In Daimler Chrysler Corporation v. Department of Revenue, Order No. K-20345 (KBTA Jul. 16, 2009), the Kentucky Board of Tax Appeals (“Board”) held that the Kentucky Department of Revenue (“Department”) properly denied refunds of sales, use and U-Drive It tax to Daimler Chrysler Corporation (“Chrysler”) for reimbursement of same to purchasers of its vehicles under KRS 367.842, popularly known as the “Lemon Law.”
Chrysler sold and leased vehicles to certain purchasers. These vehicles were later returned to Chrysler pursuant to KRS 367.842, which allows a purchaser who purchased a “lemon” vehicle, measured by the failure of the manufacturer to fix the vehicle to conform to the warranty within a specified time period, to be refunded the “full purchase price” of the vehicle. The full purchase price of the vehicle includes “the amount paid for the motor vehicle, finance charge, all sales tax, license fee, registration fee, and any similar governmental charges, plus all collateral charges, less a reasonable allowance for the buyer’s use of the vehicle.”
In exchange for a release of claims by the purchasers, Chrysler reimbursed the “full purchase price” of the “lemon” vehicles, which included sales, use and U-Drive It tax. Chrysler then sought a refund of these taxes from the Department on the basis that same was paid to the Department by the purchasers which Chrysler reimbursed.
The Board held that the Department properly denied Chrysler’s refund claims. The Board stated that KRS 134.580, a general refund statute, only allows refunds to taxpayers for “overpayment of tax and any payment where no tax was due,” and held that Chrysler was not the taxpayer nor did it assert that taxes were not due or overpaid.
KRS 138.460(10) provides that, “where a manufacturer refunds the retail purchase price or replaces a new motor vehicle for the purchaser within ninety (90) days because of malfunction or defect, the purchaser shall be entitled to a refund of the amount of motor vehicle usage tax received by the department as a result of the first titling or registration….” KRS 138.460(11) provides that “when a dealer or manufacturer refunds the retail purchase price or replaces a motor vehicle for the purchaser as a result of formal arbitration or litigation, or in the case of a manufacturer, because ordered to do so by a dispute resolution system…the purchaser shall be entitled to a refund of the amount of motor vehicle usage tax received by the department as a result of the titling or registration.”

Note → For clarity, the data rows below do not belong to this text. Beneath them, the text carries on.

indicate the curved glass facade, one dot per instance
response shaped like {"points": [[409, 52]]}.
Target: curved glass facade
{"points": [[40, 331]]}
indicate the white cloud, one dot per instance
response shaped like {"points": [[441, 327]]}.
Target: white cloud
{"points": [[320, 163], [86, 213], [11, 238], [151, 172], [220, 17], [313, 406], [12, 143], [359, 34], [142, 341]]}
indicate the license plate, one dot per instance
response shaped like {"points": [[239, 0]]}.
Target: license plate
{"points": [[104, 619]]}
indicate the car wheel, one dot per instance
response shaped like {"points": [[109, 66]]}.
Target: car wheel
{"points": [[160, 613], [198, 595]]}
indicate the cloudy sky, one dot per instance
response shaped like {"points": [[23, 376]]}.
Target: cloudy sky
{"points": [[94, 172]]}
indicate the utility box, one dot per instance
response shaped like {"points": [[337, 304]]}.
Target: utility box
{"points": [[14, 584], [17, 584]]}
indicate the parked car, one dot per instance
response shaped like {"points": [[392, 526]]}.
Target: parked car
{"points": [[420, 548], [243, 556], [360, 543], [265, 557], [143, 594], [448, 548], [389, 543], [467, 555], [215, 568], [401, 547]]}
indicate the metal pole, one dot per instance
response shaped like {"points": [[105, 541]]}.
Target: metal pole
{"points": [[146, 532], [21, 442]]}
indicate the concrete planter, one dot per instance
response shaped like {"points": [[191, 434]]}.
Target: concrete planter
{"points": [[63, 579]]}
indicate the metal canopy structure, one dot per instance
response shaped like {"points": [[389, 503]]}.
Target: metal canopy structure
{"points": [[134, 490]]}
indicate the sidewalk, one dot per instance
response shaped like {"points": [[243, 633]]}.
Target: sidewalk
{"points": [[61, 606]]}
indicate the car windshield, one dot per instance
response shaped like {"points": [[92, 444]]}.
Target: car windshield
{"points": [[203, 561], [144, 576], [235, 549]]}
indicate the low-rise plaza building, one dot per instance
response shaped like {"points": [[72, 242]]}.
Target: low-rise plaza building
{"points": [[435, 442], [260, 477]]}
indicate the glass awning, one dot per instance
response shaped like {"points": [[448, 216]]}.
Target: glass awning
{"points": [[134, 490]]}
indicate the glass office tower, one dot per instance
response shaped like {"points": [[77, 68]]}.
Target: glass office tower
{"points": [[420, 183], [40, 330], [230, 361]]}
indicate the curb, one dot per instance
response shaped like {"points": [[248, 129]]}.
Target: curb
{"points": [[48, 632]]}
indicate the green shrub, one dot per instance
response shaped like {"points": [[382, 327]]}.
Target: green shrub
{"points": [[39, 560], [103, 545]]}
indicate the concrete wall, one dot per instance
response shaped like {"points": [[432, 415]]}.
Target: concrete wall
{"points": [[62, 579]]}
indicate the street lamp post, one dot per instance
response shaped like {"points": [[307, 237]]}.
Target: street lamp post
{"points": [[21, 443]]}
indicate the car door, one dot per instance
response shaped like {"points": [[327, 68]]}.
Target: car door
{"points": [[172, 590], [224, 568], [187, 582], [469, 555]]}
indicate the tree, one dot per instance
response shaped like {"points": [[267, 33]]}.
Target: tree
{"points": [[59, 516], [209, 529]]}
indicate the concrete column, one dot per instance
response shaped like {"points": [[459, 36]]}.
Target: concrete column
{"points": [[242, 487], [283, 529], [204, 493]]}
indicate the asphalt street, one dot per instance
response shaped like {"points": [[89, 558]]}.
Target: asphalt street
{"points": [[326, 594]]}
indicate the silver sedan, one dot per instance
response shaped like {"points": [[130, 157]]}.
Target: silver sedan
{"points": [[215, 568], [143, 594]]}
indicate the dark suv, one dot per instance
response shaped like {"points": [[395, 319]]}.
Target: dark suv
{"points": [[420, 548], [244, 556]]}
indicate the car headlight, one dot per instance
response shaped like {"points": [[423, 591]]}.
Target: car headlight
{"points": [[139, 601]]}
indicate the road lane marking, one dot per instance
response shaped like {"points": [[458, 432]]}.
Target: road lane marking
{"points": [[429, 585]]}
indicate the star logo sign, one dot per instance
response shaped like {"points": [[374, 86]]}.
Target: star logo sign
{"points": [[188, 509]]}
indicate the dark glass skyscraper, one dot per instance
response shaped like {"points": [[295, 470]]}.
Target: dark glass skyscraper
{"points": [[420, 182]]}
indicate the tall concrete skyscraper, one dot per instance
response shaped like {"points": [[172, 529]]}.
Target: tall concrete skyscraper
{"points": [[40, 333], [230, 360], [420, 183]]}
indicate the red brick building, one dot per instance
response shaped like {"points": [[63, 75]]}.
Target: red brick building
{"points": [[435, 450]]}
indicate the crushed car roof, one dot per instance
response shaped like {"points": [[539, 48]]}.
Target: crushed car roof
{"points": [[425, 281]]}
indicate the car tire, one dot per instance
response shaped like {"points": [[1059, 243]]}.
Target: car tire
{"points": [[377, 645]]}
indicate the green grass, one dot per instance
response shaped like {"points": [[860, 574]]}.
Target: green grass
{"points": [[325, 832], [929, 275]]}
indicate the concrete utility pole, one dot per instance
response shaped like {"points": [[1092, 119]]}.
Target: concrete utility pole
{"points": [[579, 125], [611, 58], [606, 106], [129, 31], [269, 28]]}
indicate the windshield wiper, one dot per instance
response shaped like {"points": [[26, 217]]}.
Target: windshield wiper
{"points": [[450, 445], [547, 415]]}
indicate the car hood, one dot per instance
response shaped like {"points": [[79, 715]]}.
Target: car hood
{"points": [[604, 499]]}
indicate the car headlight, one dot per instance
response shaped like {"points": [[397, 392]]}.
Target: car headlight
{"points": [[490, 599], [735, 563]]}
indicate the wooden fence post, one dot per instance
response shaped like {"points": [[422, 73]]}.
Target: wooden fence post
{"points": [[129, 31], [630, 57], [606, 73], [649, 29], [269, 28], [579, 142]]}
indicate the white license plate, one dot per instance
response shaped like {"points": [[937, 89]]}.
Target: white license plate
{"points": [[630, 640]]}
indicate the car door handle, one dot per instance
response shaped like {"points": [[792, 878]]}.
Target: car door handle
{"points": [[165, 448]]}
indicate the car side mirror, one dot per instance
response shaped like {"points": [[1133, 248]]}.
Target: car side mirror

The Board held that: (1) Chrysler entered into refund agreements with purchasers after ninety (90) days from the original sale; (2) such agreements were not “ordered” or a result of formal arbitration or litigation; and (3) Chrysler did not refund the full purchase price (e.g., no deduction for purchaser’s use). The Board also rejected Chrysler’s argument that it should be considered the “purchaser” within the meaning of KRS 138.460 because it “repurchased” the vehicle when it was returned.
With regard to the U-Drive It tax, the Board held that KRS 134.580 allows for an appeal of assessed tax against the agency administering the tax. Since the U-Drive It tax is paid to the Department of Transportation, the Board held that the Department lacked authority to refund it in the event that a refund would be due.